In practical terms: if you earn £110,000, you lose £5,000 of personal allowance. That lost allowance means £5,000 of income that was previously tax-free is now taxed at 40%, costing you an extra £2,000 in tax — on top of the £4,000 (40%) you already pay on that £10,000 above £100k. That is £6,000 tax on £10,000 of income. 60%.
In 2017, around 300,000 people were caught in the 60% trap. By 2025, that number has grown to over 725,000 due to frozen thresholds and rising wages. By 2029, projections suggest 2.3 million people will be affected.
Here is what happens to each additional £1,000 earned in the trap band (£100k–£125k):
£1,000 gross income → £400 income tax (40%) → £500 of personal allowance lost → that £500 is now taxed at 40% = £200 extra tax → total tax: £600 → you keep: £400.

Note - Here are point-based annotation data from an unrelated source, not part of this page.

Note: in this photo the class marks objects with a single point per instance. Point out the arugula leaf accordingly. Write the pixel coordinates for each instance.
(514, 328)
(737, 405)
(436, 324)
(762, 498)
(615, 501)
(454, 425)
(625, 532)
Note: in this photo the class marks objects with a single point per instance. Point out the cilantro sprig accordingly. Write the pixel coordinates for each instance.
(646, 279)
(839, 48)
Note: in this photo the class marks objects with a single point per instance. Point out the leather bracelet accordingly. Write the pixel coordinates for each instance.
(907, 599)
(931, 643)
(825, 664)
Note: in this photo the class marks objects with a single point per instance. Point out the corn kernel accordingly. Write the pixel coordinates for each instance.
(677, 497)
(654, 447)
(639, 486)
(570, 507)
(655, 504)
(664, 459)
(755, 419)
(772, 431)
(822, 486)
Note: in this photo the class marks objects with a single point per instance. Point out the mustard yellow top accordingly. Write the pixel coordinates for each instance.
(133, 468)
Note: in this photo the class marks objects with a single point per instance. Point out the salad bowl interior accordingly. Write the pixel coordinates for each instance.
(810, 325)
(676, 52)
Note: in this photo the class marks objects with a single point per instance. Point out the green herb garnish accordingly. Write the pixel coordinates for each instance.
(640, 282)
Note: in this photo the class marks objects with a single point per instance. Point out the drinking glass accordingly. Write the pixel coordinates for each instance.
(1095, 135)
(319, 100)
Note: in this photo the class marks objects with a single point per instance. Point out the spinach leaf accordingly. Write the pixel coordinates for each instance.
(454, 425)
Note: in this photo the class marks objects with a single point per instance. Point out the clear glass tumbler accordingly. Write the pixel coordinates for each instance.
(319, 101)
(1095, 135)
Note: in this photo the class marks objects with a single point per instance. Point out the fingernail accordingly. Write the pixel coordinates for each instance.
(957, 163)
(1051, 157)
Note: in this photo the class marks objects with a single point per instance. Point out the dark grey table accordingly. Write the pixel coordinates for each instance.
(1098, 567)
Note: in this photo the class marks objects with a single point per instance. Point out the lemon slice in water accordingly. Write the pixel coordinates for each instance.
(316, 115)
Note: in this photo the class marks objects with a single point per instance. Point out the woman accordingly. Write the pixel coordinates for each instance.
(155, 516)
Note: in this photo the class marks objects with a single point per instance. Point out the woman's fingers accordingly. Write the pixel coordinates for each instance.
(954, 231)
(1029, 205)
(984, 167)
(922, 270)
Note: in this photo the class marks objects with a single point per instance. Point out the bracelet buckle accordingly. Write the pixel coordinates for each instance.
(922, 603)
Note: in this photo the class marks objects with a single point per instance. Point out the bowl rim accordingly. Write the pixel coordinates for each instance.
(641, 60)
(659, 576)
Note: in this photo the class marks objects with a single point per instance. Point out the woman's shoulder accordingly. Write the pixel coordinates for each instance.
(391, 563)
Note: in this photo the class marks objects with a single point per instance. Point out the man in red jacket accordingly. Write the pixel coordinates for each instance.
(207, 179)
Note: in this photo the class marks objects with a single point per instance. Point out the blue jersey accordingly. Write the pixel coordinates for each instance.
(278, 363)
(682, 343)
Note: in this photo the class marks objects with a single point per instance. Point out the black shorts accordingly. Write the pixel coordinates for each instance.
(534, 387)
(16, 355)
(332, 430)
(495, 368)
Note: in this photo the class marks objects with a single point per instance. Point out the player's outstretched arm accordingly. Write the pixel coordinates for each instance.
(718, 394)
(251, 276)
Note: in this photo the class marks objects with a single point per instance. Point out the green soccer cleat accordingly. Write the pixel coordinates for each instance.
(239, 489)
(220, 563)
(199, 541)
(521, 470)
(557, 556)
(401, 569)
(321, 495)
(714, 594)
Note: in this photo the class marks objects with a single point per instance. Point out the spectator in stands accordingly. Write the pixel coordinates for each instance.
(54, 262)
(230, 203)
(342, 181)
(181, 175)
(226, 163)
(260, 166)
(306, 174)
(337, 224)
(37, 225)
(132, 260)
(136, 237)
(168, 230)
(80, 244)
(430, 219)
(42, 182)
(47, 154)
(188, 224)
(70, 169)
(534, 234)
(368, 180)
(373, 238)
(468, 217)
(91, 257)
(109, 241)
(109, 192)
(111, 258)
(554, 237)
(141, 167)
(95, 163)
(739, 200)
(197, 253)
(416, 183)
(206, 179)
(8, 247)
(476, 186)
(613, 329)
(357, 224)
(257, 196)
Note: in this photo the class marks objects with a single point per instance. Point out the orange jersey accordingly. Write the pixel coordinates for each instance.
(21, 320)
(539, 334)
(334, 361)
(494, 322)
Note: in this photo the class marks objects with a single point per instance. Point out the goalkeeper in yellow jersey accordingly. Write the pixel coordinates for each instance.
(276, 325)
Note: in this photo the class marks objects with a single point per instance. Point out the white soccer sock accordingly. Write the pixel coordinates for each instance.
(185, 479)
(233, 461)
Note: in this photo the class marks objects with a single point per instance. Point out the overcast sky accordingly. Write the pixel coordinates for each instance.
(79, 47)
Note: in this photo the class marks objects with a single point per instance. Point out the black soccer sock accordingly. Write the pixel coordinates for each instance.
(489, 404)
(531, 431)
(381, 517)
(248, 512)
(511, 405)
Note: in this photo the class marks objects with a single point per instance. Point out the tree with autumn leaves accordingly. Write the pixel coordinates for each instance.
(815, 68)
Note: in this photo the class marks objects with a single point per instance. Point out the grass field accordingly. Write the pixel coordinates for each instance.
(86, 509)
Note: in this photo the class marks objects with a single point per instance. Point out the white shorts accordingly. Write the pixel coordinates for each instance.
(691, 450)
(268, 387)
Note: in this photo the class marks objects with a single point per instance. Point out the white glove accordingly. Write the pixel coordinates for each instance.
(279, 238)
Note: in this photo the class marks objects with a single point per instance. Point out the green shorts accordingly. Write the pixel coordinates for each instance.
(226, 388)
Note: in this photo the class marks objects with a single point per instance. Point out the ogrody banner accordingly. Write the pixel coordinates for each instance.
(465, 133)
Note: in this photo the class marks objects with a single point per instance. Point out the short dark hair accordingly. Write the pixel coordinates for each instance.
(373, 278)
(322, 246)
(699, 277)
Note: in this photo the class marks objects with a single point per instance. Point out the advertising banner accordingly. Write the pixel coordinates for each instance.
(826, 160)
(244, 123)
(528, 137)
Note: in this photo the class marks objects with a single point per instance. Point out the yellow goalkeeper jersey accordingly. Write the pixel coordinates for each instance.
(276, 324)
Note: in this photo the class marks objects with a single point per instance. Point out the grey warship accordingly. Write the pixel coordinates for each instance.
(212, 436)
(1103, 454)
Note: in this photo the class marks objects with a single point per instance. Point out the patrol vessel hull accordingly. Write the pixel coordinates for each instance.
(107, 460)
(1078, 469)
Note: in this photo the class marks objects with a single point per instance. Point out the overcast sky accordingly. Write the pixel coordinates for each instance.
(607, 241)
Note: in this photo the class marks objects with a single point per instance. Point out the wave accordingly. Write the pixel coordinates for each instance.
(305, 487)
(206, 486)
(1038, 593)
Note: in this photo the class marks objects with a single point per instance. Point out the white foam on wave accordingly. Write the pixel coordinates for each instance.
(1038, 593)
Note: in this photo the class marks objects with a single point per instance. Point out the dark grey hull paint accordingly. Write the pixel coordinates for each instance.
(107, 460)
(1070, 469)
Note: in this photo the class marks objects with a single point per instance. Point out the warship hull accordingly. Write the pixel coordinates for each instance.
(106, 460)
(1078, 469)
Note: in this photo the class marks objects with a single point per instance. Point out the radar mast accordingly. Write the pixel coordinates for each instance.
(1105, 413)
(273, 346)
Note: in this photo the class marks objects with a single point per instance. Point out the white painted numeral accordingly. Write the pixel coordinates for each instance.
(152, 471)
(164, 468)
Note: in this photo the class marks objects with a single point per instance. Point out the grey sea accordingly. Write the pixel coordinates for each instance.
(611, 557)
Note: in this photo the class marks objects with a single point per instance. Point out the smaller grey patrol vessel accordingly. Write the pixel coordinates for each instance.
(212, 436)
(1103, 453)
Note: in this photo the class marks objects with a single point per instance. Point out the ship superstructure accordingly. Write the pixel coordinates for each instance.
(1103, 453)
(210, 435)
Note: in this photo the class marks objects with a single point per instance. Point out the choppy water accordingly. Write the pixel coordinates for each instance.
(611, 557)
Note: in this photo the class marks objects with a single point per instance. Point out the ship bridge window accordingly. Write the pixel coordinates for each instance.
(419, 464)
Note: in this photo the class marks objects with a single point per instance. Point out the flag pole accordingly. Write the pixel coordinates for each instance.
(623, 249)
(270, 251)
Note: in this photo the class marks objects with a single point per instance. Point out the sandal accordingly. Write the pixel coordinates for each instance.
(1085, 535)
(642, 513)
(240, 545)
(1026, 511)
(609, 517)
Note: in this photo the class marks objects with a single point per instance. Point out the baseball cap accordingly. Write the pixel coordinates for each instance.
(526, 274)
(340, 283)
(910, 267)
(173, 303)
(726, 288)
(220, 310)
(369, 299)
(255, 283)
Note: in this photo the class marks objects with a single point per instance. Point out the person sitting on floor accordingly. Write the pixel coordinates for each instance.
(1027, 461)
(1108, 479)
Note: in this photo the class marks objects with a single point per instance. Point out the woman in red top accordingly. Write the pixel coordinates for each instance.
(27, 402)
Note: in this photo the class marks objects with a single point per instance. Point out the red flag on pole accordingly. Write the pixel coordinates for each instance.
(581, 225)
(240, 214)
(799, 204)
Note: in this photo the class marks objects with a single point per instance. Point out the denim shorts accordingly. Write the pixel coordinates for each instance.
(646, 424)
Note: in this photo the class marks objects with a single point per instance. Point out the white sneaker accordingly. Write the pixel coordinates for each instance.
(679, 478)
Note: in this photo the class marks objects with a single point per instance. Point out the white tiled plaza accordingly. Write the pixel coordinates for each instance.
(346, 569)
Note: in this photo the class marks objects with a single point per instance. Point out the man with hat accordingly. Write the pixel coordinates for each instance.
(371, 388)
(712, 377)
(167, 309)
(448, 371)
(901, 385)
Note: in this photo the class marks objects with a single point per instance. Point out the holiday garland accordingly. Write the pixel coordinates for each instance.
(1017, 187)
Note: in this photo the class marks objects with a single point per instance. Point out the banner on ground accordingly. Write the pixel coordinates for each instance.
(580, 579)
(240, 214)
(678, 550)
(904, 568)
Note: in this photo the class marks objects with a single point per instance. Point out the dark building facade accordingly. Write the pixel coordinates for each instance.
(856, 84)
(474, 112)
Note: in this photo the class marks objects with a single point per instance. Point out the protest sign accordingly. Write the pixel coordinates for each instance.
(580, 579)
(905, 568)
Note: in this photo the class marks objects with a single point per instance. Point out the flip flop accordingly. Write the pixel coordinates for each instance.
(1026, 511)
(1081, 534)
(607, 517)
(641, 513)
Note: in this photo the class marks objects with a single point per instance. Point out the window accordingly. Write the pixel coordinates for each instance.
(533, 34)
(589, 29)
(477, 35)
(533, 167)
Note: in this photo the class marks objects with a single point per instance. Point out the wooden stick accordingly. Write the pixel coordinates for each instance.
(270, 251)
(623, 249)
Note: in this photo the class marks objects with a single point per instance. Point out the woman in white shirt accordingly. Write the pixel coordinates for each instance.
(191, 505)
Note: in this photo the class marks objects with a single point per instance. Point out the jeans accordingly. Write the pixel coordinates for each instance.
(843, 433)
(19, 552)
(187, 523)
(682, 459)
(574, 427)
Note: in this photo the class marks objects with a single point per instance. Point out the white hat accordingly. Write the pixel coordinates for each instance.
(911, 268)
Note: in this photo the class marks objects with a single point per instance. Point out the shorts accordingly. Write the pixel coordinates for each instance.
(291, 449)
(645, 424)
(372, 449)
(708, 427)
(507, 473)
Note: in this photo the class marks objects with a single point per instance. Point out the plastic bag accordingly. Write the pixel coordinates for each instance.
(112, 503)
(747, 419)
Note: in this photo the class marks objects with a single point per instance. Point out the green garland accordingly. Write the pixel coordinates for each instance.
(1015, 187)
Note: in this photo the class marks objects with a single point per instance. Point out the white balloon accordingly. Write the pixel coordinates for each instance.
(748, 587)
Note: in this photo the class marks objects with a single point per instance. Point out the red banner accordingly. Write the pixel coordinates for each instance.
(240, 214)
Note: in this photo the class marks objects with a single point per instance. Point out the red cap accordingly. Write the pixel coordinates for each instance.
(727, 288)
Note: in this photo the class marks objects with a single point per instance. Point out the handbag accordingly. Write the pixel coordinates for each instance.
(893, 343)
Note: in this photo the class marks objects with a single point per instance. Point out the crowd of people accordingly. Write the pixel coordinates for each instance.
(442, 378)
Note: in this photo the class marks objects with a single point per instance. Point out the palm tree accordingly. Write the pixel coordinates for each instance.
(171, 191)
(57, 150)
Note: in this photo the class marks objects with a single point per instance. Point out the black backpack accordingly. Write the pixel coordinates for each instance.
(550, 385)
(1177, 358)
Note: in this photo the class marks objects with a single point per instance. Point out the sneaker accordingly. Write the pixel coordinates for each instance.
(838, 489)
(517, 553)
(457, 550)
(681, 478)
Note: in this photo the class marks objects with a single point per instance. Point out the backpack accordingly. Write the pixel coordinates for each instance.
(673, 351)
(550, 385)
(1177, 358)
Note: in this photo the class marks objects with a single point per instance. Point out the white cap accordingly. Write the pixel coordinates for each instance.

Add National Insurance at 2% above £50,270 and you keep even less: around £380 per £1,000. But it gets worse when you stack other costs on top.
Most articles about the 60% trap only cover income tax. But crossing £100,000 triggers several other losses that make the real cost much higher:
If you have a student loan, repayments are calculated on your gross income — the personal allowance taper does not reduce them. Plan 2 borrowers (post-2012 loans) repay 9% on income above £27,295.
Someone earning £110,000 on Plan 2 pays: 60% effective income tax + 2% NI + 9% student loan = a 71% effective marginal rate. You keep just £290 of every extra £1,000. This combination is almost never mentioned in mainstream tax guides.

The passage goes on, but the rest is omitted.